In expectation of William Hickey's publication of a new edition of his scholarly compilation of The Constitution of the United States of America, with an Alphabetical Analysis, Daniel Webster sent the editor this stirring note of encouragement, evidently intending it to be used in promoting the volume:

"Understanding that you are about to publish a fourth Edition of the Book of the Constitution, I take pleasure in explaining my belief that the extensive distribution of that volume is of public & general importance. 

"The Constitution of the United States is a written Instrument; a recorded fundamental law; it is the Bond, and the only Bond, of the Union of these States; it is all that gives us a National character.

"Almost every man in the country is capable of reading it; and that which so deeply concerns all, should, be made easily accessible to all.  Your publication, I think, is better calculated to accomplish this end, than any which has preceded it."

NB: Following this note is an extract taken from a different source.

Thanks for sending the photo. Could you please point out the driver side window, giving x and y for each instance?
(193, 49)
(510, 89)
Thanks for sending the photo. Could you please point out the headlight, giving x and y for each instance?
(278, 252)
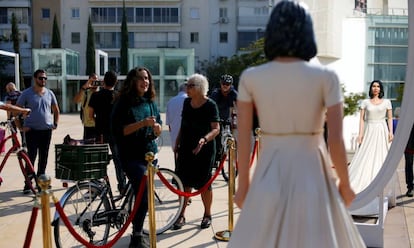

Daniel Webster was considered the "Defender of the Constitution" throughout his career, which began as a lawyer arguing cases before the John Marshall Supreme Court, and continued as a Senator and as Secretary of State. In debate with Senator Robert Hayne in 1850, Webster said the Constitution was "made for the people, made by the people, and answerable to the people," an assertion that would be paraphrased by Lincoln in the Gettysburg Address. In this 1850 letter, Webster expresses a conviction shared with Hickey that the Constitution is the expression of the indissoluble bond between all states and Americans. He penned it two and a half months after the Compromise of 1850 was enacted by Congress and signed by President Fillmore, aimed at keeping the Union together. Webster was perhaps the leading American statesman of the second quarter of the nineteenth century. A leading orator and lawyer, he was perhaps the greatest constitutional scholar of his day, and served presidents Harrison, Tyler, and Fillmore as secretary of state.

The recipient, William H. Hickey, clerk of the U.S. Senate and a confidante of senators and presidents from the 1830s to the 1860s, dedicated his career to the faithful reproduction, preservation and dissemination of U.S. government documents. Hickey provided the impetus for the ultimate establishment of the U.S. Senate Library. His publication of the Constitution in 1846, as part of a guidebook to American government documents and state papers, was reprinted thereafter and considered a vade mecum for decades. His printing of the Constitution has been influential to this day in Government Printing Office publications: it corrected errors that were propagated in prior dissemination of the Constitution. Hickey had this Webster letter published, in the 1851 edition of his handbook on the Constitution.